Die Haustür ist eine direkte Schnittstelle zwischen dem Wohnraum und der Außenwelt. Entsprechend wichtig ist es also, dass Sie beim Hausbau oder bei der Sanierung auf Qualität achten. Dabei spielt vor allem das Material eine wichtige Rolle, denn von robustem Stahl bis hin zu günstigem PVC und edlem Holz gibt es hier viele Möglichkeiten. Doch auch Optik und Design dürfen bei der Wahl Ihrer Haustür natürlich nicht außer Acht gelassen werden.
PVC, Metall oder doch Holz – welches Material am besten für die Haustür geeignet ist. Foto: KAPICA SP
PVC, Metall oder doch Holz – welches Material am besten für die Haustür geeignet ist. Foto: KAPICA SP

PVC, Metall oder doch Holz – welches Material am besten für die Haustür geeignet ist.

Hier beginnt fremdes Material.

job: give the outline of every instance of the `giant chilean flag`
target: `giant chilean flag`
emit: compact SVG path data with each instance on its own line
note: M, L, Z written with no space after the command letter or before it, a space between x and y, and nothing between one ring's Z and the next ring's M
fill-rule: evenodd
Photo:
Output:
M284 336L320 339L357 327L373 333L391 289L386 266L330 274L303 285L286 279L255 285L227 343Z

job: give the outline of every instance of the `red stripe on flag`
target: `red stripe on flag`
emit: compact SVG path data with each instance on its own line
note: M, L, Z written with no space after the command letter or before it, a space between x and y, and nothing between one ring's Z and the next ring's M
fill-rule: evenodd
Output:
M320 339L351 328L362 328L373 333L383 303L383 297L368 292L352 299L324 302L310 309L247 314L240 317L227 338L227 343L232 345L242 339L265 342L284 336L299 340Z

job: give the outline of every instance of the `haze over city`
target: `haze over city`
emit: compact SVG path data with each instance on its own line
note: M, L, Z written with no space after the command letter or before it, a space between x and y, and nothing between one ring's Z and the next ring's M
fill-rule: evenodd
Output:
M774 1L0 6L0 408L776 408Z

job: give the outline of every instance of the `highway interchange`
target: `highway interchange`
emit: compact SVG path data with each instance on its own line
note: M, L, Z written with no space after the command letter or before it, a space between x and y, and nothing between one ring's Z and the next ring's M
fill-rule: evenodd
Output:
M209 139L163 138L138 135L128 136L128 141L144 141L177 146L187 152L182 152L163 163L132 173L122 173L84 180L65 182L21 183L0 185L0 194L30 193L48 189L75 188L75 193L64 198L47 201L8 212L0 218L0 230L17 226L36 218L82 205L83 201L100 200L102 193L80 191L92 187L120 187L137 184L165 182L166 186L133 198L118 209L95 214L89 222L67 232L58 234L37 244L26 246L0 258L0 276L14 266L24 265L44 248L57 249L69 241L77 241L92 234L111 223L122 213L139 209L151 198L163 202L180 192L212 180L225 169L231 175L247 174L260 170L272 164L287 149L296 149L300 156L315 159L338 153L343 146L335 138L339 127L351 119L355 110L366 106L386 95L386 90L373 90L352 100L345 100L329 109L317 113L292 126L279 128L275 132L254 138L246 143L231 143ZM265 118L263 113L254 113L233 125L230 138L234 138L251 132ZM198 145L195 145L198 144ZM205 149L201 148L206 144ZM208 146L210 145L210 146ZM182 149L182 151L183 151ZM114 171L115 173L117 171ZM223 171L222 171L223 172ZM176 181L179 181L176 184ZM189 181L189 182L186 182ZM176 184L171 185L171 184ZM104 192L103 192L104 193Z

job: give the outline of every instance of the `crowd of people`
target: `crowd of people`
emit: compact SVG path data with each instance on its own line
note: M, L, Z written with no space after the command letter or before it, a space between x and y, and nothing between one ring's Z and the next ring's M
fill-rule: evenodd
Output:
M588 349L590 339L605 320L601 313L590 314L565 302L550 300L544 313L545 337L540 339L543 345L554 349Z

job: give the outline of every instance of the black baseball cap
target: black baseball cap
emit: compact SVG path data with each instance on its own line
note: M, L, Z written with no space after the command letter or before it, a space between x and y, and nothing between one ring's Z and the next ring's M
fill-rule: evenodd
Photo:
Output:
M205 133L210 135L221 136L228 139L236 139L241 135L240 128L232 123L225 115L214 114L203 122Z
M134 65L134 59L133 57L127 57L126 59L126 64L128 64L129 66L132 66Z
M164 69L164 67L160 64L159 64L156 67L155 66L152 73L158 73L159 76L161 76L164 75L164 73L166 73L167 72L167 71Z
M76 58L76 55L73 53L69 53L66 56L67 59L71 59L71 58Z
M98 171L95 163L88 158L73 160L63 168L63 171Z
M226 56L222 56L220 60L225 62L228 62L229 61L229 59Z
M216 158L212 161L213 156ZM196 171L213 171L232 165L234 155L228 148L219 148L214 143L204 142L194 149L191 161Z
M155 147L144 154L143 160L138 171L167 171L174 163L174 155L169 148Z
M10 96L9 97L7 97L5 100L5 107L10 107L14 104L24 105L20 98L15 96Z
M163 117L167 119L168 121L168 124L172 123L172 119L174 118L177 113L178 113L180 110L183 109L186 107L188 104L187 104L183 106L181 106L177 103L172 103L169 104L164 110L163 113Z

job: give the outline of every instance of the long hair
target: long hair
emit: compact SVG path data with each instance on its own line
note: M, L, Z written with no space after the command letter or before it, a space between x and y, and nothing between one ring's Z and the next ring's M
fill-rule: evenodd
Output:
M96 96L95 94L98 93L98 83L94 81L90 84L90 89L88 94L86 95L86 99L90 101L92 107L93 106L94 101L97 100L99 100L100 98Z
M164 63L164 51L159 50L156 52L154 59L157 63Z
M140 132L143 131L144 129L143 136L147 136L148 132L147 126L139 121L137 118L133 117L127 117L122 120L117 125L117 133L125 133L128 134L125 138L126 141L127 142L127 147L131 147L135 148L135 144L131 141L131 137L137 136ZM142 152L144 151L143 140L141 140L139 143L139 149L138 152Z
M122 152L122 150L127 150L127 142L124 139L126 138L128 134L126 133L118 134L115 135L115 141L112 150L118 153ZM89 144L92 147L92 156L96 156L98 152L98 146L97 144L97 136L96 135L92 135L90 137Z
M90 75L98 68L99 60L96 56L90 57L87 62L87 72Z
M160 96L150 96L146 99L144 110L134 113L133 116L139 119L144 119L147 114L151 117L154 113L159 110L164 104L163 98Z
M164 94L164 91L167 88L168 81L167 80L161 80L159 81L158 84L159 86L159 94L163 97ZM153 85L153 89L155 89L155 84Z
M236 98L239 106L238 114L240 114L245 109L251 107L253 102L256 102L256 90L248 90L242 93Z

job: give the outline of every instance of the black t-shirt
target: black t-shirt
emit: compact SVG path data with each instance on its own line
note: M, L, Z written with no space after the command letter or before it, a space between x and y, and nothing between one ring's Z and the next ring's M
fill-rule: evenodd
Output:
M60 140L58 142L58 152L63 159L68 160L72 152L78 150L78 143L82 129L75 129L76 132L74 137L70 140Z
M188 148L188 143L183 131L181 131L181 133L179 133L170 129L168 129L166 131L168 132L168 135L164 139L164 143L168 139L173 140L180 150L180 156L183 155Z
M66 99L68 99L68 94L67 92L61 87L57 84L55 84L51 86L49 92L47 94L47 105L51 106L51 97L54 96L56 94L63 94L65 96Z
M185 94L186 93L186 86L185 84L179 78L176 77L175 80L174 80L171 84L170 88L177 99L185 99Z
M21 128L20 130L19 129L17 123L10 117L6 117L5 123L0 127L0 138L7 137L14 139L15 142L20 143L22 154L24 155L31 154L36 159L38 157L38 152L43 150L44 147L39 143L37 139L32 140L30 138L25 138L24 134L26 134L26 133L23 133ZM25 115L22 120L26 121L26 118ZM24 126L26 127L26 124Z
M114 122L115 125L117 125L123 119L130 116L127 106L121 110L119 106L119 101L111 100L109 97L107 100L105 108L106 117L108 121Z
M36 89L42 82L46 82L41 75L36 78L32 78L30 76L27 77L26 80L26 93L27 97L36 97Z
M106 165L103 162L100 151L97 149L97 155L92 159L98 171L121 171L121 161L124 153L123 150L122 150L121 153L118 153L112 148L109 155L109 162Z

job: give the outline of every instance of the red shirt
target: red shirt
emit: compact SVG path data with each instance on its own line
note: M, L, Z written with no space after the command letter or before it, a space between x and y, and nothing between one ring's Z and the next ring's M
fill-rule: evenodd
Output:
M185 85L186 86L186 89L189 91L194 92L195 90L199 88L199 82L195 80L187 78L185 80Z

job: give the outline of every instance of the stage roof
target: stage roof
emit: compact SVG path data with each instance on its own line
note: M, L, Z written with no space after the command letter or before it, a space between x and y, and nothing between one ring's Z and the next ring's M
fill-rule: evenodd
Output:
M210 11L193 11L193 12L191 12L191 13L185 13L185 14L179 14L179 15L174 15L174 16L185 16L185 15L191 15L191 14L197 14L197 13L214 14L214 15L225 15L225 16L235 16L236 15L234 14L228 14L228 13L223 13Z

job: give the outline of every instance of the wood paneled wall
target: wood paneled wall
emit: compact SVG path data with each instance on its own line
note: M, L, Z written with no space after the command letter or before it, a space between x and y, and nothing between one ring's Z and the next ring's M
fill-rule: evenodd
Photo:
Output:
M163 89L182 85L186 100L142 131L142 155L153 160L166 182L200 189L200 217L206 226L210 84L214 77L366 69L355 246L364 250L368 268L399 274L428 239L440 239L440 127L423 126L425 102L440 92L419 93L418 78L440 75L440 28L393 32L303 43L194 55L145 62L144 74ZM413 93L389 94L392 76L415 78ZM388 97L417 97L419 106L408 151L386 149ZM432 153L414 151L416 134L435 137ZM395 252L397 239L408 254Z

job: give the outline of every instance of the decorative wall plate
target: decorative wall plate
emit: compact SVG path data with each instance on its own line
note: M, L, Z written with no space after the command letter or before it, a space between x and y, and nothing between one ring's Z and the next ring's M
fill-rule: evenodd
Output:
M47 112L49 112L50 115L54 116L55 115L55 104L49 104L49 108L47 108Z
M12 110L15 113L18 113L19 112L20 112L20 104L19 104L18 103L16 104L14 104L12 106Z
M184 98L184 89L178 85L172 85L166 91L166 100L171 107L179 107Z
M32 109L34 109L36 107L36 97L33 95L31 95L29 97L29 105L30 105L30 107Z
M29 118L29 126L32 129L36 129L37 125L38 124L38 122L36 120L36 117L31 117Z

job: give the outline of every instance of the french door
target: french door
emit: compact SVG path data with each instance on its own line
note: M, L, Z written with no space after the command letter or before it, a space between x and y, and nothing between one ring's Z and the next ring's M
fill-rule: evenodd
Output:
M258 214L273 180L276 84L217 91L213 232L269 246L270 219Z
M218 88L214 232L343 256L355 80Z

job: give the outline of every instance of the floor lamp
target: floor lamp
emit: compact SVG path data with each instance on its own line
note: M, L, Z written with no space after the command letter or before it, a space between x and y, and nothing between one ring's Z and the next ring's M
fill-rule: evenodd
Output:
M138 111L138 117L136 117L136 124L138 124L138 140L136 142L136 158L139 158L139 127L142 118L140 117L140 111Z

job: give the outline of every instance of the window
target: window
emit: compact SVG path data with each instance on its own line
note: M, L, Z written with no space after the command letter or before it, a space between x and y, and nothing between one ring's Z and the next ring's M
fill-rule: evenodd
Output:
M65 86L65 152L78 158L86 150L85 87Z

Eine Haustür muss in erster Linie robust sein, aber auch gute Dämmwerte bieten. Besonders beliebt sind daher Türen aus Aluminium. Das rostfreie Leichtmetall ist stabil, leicht zu pflegen und weist noch dazu ein geringes Eigengewicht auf. Wenn Sie die Haustür selbst einbauen möchten, ist das Gewicht nicht zu verachten. Eine Eingangstür aus Holz oder Stahl lässt sich von Laien nur schwer einrichten und verlangt nach vielen helfenden Händen. Eine leichte Alutür hingegen bringt oft deutlich weniger Arbeitsaufwand mit sich. Wichtig ist, dass die Eingangstür aus Aluminium hohe Qualitätsmerkmale aufweist und hochwertig verarbeitet wurde. Dabei lohnt sich vor allem ein Blick auf die Dichtungen, Türgriffe und besondere Designelemente wie Glasfronten. Qualität muss aber nicht immer einen hohen Preis haben – ein gutes Beispiel wären hier Haustüren aus Polen, die allen Normen und Sicherheitsvorgaben entsprechen und dennoch Sparpotenzial bieten. Als Alternative zur Tür aus Aluminium kommt auch jene aus Kunststoff infrage. Kunststoff ist ähnlich leicht, ebenfalls sehr pflegeleicht und noch dazu meist günstiger. Sorgen bezüglich der Sicherheit bei Haustüren aus Polen müssen Sie sich keine machen, da natürlich auch die Kunststofftür mit Stahlarmierungen und speziellen Schlössern gesichert werden kann. Als Alternative kommt übrigens auch noch die meist teure und pflegeaufwendige Holztür infrage. Damit das natürliche Material aber seine Schönheit beibehält, sollte die Eingangstür zumindest zweimal jährlich lasiert werden. Zudem ist es wichtig, dass der Eingangsbereich überdacht und vor der Witterung geschützt ist.

Standardmaß oder Sonderanfertigung?

Es gibt Haustüren aus Polen zwar in allen möglichen Längen und Breiten, die Nachfrage nach den Standardmaßen ist aber auch heutzutage noch spürbar hoch. Was als Standard gilt, regelt übrigens die DIN 18101. Dabei werden nicht nur die Maße selbst genormt, sondern auch die Türblattgrößen, der Bandsitz und der Schlosssitz. So wird sichergestellt, dass Bauteile von verschiedenen Herstellern zueinander passen und Sie am Ende beim Einbau keine bösen Überraschungen erleben. Sie müssen dann lediglich berücksichtigen, dass die Tür richtig öffnet. Hier gibt es nämlich Unterschiede zwischen DIN-links und DIN-rechts. Sondermaße für die Eingangstür können aber ebenfalls angefertigt werden, damit Sie Ihre Wohnträume verwirklichen können und die Tür ganz den eigenen Vorstellungen entspricht.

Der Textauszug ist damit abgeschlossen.